5. Architecture

As outlined in the introduction, Sinergym is structured as follows:

Sinergym consists of three primary components: the agent, the communication interface, and the simulation. The agent interacts with the environment by sending actions and receiving observations through the Gymnasium interface. Concurrently, the Gymnasium interface communicates with the simulation engine via the EnergyPlus Python API. This API provides the functionality to manage handlers such as actuators, meters, and variables, whose current values directly influence the simulation’s progression.

The following image provides a more detailed view of this process:

Following the flow in figure, upon environment initialization (__init__), a building model is created using the specified epJSON file (1), and a simulator instance is instantiated (2), receiving necessary data for its construction. Handlers for different components are initialized, which will be used in subsequent steps to gather information and control the simulation using the EnergyPlus Python API.

The next step is to initialize the first episode (reset), corresponding to the specified run period in the building.
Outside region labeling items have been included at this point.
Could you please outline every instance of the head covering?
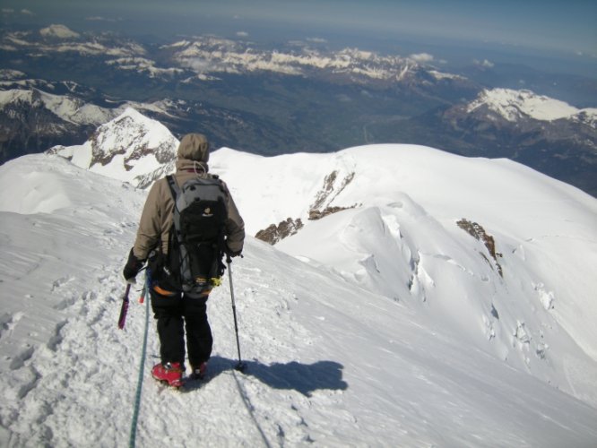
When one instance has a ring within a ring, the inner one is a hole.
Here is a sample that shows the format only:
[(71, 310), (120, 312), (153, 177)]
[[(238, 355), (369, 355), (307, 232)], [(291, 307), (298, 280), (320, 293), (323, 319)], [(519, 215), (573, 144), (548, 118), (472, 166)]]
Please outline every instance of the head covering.
[(178, 145), (178, 159), (207, 163), (210, 159), (209, 146), (207, 137), (203, 134), (187, 134)]

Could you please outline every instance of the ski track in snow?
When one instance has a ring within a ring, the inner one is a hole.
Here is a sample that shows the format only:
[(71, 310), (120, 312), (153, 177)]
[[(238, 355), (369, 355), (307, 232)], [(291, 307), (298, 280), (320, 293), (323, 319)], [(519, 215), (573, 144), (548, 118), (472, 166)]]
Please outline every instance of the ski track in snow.
[[(0, 211), (0, 445), (125, 446), (148, 309), (137, 303), (137, 290), (124, 331), (117, 320), (125, 290), (121, 270), (144, 193), (89, 173), (82, 182), (82, 172), (65, 162), (27, 159), (26, 171), (39, 160), (39, 170), (66, 173), (56, 175), (56, 185), (69, 179), (65, 191), (76, 206), (65, 206), (60, 195), (59, 203), (48, 198), (52, 213)], [(394, 214), (376, 208), (354, 222), (376, 222), (396, 240), (403, 234), (406, 241), (394, 244), (413, 276), (411, 288), (419, 282), (423, 289), (414, 297), (437, 289), (444, 271), (472, 277), (468, 258), (464, 263), (436, 247), (416, 250), (423, 245), (413, 243), (409, 220), (425, 218), (417, 224), (438, 228), (428, 232), (435, 237), (446, 231), (406, 199), (401, 207), (389, 205)], [(357, 230), (353, 226), (342, 237)], [(438, 297), (448, 296), (429, 295), (415, 305), (383, 297), (253, 238), (245, 254), (232, 268), (247, 372), (234, 369), (226, 276), (208, 302), (215, 340), (208, 377), (188, 390), (151, 378), (159, 349), (150, 315), (139, 446), (592, 446), (597, 441), (591, 397), (573, 398), (481, 349), (467, 336), (470, 328), (445, 324), (444, 314), (465, 310), (442, 308)], [(368, 263), (362, 267), (378, 266), (375, 259)], [(489, 272), (483, 274), (489, 279), (495, 274), (484, 263), (471, 265), (480, 265), (474, 275)], [(558, 306), (548, 286), (528, 283), (541, 311)], [(484, 298), (482, 306), (491, 306)], [(531, 338), (539, 336), (528, 320), (498, 311), (499, 317), (488, 308), (479, 323), (483, 331), (497, 339), (497, 321), (514, 322), (509, 337), (515, 349), (505, 352), (534, 356)], [(565, 335), (549, 342), (562, 344), (558, 353), (576, 347)], [(582, 380), (570, 383), (581, 384), (594, 366), (583, 365), (575, 353), (568, 353), (565, 365), (572, 380)], [(556, 360), (549, 352), (538, 358), (533, 362), (543, 363), (539, 372), (549, 379), (549, 363)]]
When starting a new episode, Sinergym uses its modeling class to adapt the specified building and weather to the environment (3) and start the simulation (4).

Key modeling actions include updating the EPW file if multiple are present, selecting one randomly per episode (3.1), automatically introducing Output Variables and Output Meters specified in the environment into the building model (3.2), adapting any extra configuration present in the environment, such as simulation timesteps per hour or custom run period (3.3), adjusting certain building aspects to be compatible with the weather specified in the environment, such as altitude, latitude, and building orientation (3.4), and finally applying weather variability if present (3.5).
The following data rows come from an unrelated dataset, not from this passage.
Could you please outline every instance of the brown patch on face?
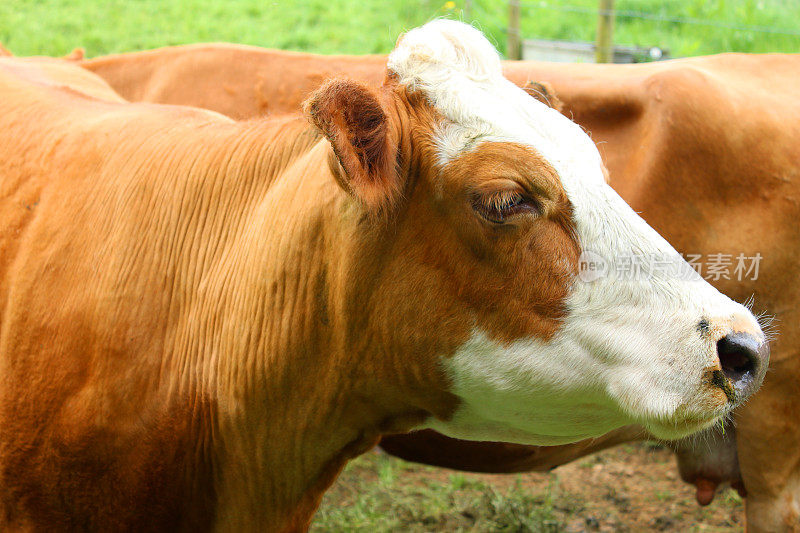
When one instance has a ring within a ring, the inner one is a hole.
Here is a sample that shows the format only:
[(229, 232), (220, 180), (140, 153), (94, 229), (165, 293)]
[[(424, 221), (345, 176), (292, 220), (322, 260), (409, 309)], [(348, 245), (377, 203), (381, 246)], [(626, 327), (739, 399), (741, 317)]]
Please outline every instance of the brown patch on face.
[[(433, 147), (426, 158), (436, 160)], [(497, 224), (475, 209), (476, 201), (509, 190), (536, 211)], [(397, 302), (411, 297), (416, 308), (393, 327), (402, 331), (408, 322), (412, 337), (430, 330), (437, 358), (454, 353), (476, 327), (504, 343), (556, 333), (580, 246), (560, 178), (533, 148), (482, 143), (443, 169), (422, 172), (409, 200), (397, 229), (402, 265), (387, 277), (396, 294), (392, 313), (403, 312)]]
[(552, 337), (580, 255), (572, 206), (555, 169), (531, 147), (486, 142), (448, 164), (441, 180), (448, 199), (484, 201), (514, 189), (535, 205), (503, 224), (461, 206), (456, 227), (477, 264), (460, 293), (480, 310), (478, 327), (496, 339)]

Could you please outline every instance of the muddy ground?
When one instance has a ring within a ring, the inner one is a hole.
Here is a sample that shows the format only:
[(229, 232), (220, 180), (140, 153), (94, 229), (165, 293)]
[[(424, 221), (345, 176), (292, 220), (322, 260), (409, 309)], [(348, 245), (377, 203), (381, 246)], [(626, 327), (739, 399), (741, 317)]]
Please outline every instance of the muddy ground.
[(625, 445), (551, 473), (465, 474), (360, 457), (326, 495), (315, 531), (742, 531), (726, 490), (694, 499), (669, 450)]

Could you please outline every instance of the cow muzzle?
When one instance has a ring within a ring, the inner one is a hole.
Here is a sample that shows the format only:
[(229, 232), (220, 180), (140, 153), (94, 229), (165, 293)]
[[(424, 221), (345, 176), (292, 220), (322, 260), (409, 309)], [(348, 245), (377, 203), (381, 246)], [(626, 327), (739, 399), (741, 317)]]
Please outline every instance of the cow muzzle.
[(739, 403), (761, 386), (769, 366), (769, 342), (751, 333), (734, 332), (717, 341), (720, 370), (712, 372), (711, 383), (725, 393), (728, 401)]

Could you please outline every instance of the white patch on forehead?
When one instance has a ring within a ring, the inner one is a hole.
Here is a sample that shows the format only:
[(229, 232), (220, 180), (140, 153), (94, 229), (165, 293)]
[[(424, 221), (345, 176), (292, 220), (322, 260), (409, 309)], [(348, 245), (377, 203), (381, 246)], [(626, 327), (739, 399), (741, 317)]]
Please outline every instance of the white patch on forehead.
[(411, 30), (390, 54), (389, 69), (426, 95), (448, 119), (435, 134), (440, 163), (482, 141), (533, 146), (570, 181), (602, 182), (600, 154), (574, 122), (503, 77), (497, 51), (475, 28), (435, 20)]

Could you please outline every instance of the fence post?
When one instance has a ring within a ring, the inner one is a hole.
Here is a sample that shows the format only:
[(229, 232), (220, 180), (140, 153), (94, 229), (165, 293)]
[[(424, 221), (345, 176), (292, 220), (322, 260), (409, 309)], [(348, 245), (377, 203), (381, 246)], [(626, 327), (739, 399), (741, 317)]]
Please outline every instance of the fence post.
[(508, 59), (519, 59), (519, 49), (519, 0), (509, 0), (506, 57)]
[(598, 63), (614, 62), (614, 0), (600, 0), (594, 57)]

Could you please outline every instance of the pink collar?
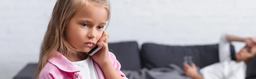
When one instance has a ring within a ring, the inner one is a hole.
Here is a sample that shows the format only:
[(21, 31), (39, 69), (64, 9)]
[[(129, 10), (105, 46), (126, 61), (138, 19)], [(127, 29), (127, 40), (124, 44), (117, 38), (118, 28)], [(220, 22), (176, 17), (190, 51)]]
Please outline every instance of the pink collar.
[(80, 71), (76, 67), (64, 56), (56, 51), (56, 55), (59, 56), (51, 58), (49, 62), (54, 65), (60, 70), (68, 72)]

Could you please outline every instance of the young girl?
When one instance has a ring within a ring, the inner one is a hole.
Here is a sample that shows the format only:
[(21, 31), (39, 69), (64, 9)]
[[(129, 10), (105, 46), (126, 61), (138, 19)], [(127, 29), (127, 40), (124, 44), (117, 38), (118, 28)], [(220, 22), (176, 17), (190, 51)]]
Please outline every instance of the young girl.
[[(42, 45), (36, 79), (127, 79), (109, 52), (108, 0), (58, 0)], [(88, 52), (102, 47), (92, 56)]]

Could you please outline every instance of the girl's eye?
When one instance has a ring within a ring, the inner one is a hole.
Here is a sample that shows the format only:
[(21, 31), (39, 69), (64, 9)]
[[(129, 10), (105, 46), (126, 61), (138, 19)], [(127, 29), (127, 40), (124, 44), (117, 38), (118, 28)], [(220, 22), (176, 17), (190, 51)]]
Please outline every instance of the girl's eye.
[(101, 25), (97, 27), (97, 28), (99, 29), (103, 29), (103, 28), (104, 28), (103, 26), (101, 26)]
[(87, 23), (84, 23), (84, 24), (82, 24), (82, 26), (83, 26), (83, 27), (87, 27), (88, 26), (88, 24)]

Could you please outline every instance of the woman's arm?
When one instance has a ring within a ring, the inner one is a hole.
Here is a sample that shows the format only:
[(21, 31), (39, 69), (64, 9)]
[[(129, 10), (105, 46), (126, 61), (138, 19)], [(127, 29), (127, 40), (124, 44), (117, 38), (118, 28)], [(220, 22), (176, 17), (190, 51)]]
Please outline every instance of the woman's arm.
[(229, 42), (237, 41), (245, 42), (245, 41), (247, 40), (246, 38), (237, 37), (230, 34), (226, 35), (226, 37), (227, 40)]

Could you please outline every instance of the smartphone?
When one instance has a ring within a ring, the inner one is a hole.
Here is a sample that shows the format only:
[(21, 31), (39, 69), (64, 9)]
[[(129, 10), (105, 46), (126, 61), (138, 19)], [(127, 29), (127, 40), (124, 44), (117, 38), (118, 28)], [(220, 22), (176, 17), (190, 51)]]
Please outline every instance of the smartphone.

Regarding the simulation, Sinergym stops the previous simulation if an episode was ongoing (4.1), generates the initial state (4.2), registers callbacks that interrupt the simulation to establish control flow (4.3), initiates the simulation process (4.4), and performs the warmup process (4.5).
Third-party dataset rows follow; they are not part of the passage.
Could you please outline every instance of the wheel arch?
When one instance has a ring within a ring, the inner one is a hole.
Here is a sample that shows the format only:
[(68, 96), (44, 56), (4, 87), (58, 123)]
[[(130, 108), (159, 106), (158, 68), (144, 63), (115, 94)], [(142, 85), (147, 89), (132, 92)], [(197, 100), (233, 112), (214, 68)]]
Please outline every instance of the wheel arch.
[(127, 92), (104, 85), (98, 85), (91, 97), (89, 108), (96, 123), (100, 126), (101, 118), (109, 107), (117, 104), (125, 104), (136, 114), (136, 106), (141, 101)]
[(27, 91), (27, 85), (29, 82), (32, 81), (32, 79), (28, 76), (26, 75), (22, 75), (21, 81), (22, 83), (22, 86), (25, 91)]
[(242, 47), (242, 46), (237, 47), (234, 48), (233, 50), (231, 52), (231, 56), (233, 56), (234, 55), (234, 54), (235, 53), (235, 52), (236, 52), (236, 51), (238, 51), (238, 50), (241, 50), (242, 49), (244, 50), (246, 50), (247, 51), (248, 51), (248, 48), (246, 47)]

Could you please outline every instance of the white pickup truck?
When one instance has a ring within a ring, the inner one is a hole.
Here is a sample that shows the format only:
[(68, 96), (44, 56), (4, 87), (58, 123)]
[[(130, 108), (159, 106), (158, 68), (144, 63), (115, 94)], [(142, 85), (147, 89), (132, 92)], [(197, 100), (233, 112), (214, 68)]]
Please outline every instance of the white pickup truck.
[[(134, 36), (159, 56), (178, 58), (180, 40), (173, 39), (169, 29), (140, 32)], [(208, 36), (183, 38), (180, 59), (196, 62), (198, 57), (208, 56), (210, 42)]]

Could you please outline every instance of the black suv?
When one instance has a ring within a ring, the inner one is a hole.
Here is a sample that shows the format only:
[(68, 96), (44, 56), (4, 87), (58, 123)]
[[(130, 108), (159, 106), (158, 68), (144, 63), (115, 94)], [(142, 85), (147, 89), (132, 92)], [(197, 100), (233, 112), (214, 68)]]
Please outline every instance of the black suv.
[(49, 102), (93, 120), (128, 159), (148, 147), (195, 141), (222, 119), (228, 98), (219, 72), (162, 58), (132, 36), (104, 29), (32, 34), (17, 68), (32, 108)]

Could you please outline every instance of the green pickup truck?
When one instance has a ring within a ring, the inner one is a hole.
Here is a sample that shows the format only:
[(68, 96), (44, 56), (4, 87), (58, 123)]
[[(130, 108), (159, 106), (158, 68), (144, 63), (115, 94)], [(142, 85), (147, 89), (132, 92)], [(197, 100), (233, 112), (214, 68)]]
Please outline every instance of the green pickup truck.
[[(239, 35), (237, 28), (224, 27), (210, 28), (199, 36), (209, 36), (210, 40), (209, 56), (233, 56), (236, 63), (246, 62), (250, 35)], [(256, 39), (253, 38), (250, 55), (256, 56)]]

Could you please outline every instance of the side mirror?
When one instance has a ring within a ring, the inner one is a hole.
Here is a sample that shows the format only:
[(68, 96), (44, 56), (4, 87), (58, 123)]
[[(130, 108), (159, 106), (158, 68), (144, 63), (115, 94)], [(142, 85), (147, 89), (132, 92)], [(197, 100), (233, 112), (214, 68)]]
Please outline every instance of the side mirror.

Finally, the agent begins to send control actions to the building (5). Sinergym overwrites the selected schedulers incorporated in the building model, interrupting the simulation, setting the values, and resuming the process, thus adapting continuous control. Meanwhile, the middleware waits for the actions to be applied and the simulation state to change (5.1). Once this occurs, it is returned to the agent via the Gymnasium interface (5.2). This process is repeated continuously until the episode concludes (step).

This framework is highly abstract, as these components perform additional tasks such as managing the output’s folder structure, preparing handlers for use, initiating callbacks for data collection during simulation, among other functions.

The architecture of Sinergym accomplishes the design objectives by offering many advantages. The framework is extensible since it facilitates the integration of custom reward functions, wrappers, controllers, and loggers, together with new EnergyPlus buildings and weathers. The use of EnergyPlus API as middleware allows access to all building sensors, metrics, actuators and other information during simulation. From the users’ perspective, the framework hides the complexities of the interaction with the simulator to let them focus on data generation, learning control strategies and validation.

5.1. Additional observation information

Beyond the observations returned by the step and reset methods, as depicted in the preceding images, both methods also return a Python dictionary containing supplementary information:

Reset info: This dictionary has the next keys:

info = {
          'time_elapsed(hours)': # <Simulation time elapsed in hours>,
          'month': # <Month in which the episode starts.>,
          'day': # <Day in which the episode starts.>,
          'hour': # <Hour in which the episode starts.>,
          'is_raining': # <True if it is raining in the simulation.>,
          'timestep': # <Timesteps count.>,
      }

step info: This dictionary shares the same keys as the reset info, but additionally includes the action dispatched (to the simulation, not the environment), the reward, and reward terms. The reward terms are contingent on the reward function employed. For more details, refer to Reward terms.